もちろんするし、僕の曲でSundayさんにベースを弾いてほしいんですよね。Sundayさんはその存在自体が魅力的なのもあるけど、ベーシストとしてもなかなかクセがあるというか、すごくいいベースを弾くんですよ。昔、僕が「笑ってくれよ」という曲をライブでやって、Sundayさんがベースを弾くというシチュエーションがあったんですけど、普通のベーシストは絶対に弾かへんやろうなというフレーズを急に出してきたんです。でも、僕の歌を邪魔せず絶妙に盛り上げ、かつベースラインもすごくきれいで。

――当日はカバーのみならず、そういうコラボレーションにも期待ですね。

ツーマンシリーズに関しては今後もいろんな人とやっていくと思いますけど、僕は良くも悪くもすぐに影響されるんで、どんどん変化していくと思うんです。何だかんだ愚痴を言う割には楽天家だと自分では思ってるんで(笑)、いい感じに変身していく姿も楽しんでもらえたらなと。絵に関しては、昔から美術をやってきたわけじゃない人間だからこその独特な色使いとかタッチがあると思うし、実際そう言われることも多いので、そういうところも見てほしいですね。1カ月という期間は僕の個展史上最長で、描く絵も大きいサイズばかりで。大きい絵を描くときってものすごくエネルギーを使うんで、物理的な迫力だけじゃなくて、そういうことも感じてもらえると思う。音楽もそうですけど、生で見るとどんな人間にでも絶対に伝わる何かがあるんです。自分で描いてても絵からすごい念が伝わってくるんで。それを見て、「明日あれを食べよう」とか「やろうと思っててやれなかったことをやろう」とか、「ちょっと人に優しくしてみよう」とか何でもいいんですけど、一瞬でも感情が「何かやってみよう」とクリエイティブになってもらえたらいいなって。

――JPEGの画像を、モニターやスマホで見るのとは全く違う感情がそこにはあって。いい1カ月になりそうですね。

金土日はなるべく在廊するように努めますし、普通にカフェにお茶しに来てもらって、ちょっと絵を見てもらって。「この絵を描いてるヤツってどんな人かな?」と思ったら、その辺で「こんちわ」って言ってるんで(笑)。
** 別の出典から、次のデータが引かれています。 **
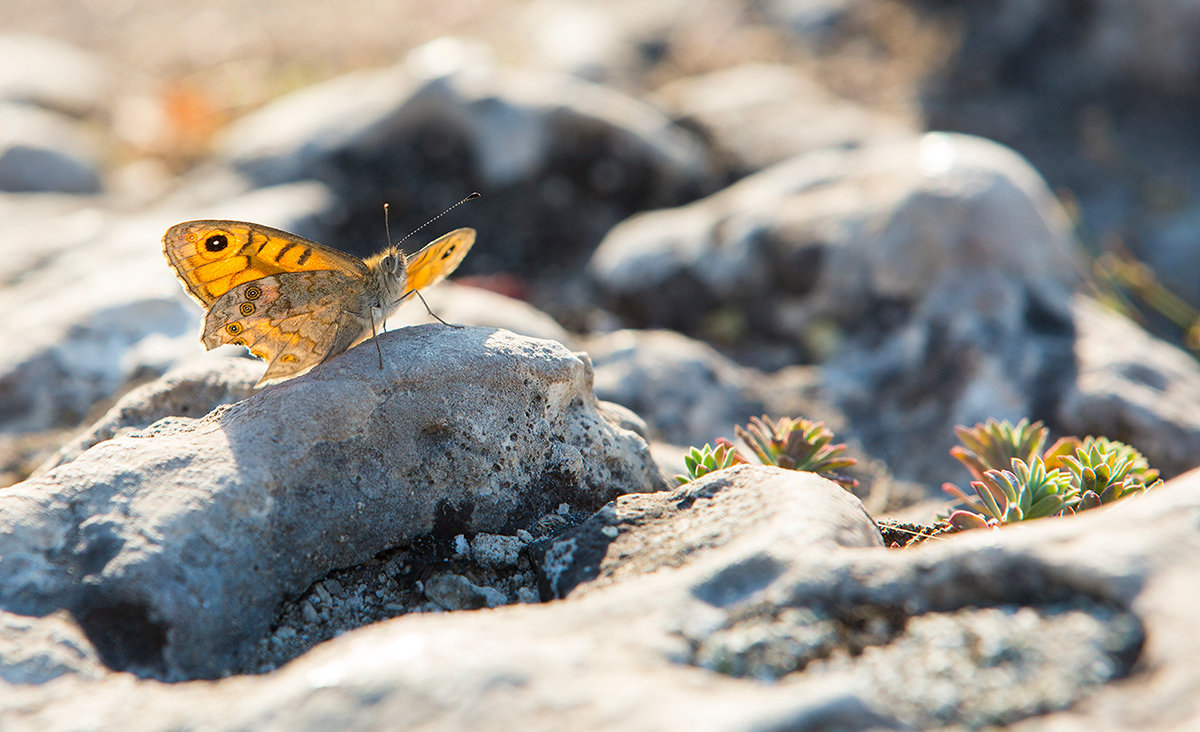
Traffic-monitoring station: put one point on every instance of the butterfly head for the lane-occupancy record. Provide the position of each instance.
(388, 275)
ぜひ遊びに来てほしいなと思います。

――今年の活動の山としてこの個展がありますけど、それ以降の目標は何かありますか?

(筆者が)いつも「一平は本当に心が動かされたときに書いた曲でこそ力を発揮する」と言ってくれるじゃないですか。だから、今年はもっと心の動く場所に出て行って、できるだけたくさんの人と出会いたいと思ってます!